Web Dev/Info Sec Guys -> info regarding your robots.txt and indexing behavior (very short and very important)
I have recently been experimenting with how Google, Bing, Yandex, CensysBot, UptimeBot etc handle various inconsistencies in robots.txt.
This will take you 5 minutes to read and hopefully you will know how serious not setting up robots.txt can be, and how exposed you and your org. become, when not done right:
Take these non-real world examples:
---------- (File needs to be world readable)
User-Agent: *
------- This is improper syntax and it doesnt actaully state to disallow
I have also seen alot of:
User-Agent: *
Disallow: /
Allow: *.php
Allow: /gfx
---- etc
------- This is improper syntax and it will (most crawlers) will not index
Here is the PoC:
Test site for PoC: opensea.io
# I kick off a curl (silent - follow redirects - set UA
curl -sL --user-agent 'moz' https://opensea.io/robots.txt;echo
User-agent: *
Disallow: /cdn-cgi/
Sitemap: https://opensea.io/sitemap.xml
BTW --- This site is *massive* they arent covering much - in the sitemap file
How to validate the behavior on Google when a site of a large size has a robots.txt like this: Incognito google query:
Note: Whenever your Google Dorking — do it incognito, or you will have history and skewed results based on your past browsing history.
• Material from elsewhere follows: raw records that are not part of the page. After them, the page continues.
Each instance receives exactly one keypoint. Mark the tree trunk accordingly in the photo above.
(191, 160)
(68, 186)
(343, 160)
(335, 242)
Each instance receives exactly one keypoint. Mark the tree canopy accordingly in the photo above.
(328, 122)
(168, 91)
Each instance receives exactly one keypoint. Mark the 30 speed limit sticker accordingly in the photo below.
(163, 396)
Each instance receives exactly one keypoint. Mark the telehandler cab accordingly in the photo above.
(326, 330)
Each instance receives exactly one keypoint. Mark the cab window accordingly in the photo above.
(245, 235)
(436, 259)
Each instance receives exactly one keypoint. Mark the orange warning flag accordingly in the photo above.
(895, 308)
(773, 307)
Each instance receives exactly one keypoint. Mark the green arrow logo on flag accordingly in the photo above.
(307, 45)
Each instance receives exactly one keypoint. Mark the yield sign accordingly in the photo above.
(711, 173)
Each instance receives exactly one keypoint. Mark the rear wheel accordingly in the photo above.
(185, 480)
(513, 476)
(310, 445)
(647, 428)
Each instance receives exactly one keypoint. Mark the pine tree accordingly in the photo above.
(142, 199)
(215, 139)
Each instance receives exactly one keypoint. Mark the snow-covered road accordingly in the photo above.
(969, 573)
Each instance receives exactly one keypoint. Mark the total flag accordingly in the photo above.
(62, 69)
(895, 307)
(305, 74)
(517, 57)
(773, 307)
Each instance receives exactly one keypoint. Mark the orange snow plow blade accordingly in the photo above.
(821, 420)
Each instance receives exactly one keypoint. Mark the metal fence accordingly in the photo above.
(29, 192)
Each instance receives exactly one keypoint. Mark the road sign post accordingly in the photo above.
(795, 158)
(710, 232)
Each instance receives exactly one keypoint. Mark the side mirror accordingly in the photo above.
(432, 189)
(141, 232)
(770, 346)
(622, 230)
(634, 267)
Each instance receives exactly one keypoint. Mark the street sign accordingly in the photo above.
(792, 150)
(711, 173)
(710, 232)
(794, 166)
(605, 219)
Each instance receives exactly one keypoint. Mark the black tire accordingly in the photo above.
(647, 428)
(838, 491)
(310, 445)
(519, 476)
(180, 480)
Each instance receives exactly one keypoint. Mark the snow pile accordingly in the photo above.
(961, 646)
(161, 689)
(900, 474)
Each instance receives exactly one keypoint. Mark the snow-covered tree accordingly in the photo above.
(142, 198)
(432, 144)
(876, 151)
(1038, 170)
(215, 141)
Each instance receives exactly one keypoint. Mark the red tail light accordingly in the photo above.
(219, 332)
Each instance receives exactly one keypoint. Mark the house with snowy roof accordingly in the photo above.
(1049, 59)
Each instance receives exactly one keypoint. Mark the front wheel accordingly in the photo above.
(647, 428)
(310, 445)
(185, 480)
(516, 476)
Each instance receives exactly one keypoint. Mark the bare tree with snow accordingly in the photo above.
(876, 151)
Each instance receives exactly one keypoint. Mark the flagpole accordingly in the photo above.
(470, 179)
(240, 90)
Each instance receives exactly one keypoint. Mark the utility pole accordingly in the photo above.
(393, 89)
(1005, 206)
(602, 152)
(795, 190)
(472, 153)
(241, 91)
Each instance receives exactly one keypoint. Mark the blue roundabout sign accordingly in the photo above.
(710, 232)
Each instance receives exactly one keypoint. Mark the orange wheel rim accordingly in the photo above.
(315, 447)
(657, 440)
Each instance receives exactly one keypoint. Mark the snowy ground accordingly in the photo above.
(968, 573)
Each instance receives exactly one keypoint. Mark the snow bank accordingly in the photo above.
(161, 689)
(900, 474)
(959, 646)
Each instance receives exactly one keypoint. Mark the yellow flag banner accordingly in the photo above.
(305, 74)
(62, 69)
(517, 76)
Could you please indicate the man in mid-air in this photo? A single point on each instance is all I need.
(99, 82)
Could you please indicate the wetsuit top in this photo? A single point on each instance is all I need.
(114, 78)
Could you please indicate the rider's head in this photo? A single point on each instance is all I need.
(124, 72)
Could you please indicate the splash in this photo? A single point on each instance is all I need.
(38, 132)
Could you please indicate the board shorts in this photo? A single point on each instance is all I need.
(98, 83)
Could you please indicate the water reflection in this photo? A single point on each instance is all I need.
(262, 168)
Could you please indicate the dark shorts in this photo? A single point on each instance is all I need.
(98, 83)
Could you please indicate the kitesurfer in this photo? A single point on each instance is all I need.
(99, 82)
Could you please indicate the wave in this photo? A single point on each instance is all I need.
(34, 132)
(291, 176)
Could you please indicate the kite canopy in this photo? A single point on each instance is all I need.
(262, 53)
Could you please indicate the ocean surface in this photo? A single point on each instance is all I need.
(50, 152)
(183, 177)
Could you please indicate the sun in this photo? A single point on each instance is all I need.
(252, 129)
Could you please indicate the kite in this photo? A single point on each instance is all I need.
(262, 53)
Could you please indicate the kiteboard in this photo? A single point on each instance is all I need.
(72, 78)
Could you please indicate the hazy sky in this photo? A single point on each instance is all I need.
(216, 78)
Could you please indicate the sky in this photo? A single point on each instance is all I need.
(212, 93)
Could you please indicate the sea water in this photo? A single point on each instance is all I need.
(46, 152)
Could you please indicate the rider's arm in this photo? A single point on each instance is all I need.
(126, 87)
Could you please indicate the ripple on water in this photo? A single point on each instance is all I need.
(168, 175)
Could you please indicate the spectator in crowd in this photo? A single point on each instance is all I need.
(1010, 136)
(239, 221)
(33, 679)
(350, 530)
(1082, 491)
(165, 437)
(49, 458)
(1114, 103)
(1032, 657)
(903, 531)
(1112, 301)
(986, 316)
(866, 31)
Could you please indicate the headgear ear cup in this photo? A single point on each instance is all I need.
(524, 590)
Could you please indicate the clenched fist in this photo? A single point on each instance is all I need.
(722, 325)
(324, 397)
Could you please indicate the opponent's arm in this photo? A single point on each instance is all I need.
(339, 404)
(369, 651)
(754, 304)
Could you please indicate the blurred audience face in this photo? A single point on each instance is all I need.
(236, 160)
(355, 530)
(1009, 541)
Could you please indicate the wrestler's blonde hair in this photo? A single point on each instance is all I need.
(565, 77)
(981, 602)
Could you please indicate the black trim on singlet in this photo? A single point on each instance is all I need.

So case in point — Look at the amount of results — 2.62million:
This isn't surprising at all, but it is interesting when your looking at a site of this site. Keep in mind these things about Google results:
* Max of 1000 results (100 x 10 pg) it doesn't matter your query
* It will try to goto the next page(s) if u keep hitting end key
* If you append &num=100 to the end of the URL it will start list with 100.
Looking at how Yahoo.com handles it:
Proper robots.txt file:
User-Agent: *
Crawl-Delay: 2
Allow: /gfx
Allow: *.php
Allow: /guestbook
Disallow: /
Sitemap: hxxps://mysite.com/sitemap.xml
Nothing less or more is needed. Think of it like a firewall out of the box, if you ever got an enterprise grade FW like a cisco asa, they come with one rule. DENY ANY / any.. Think along those lines ;p
dj substance
merry xmas 2o23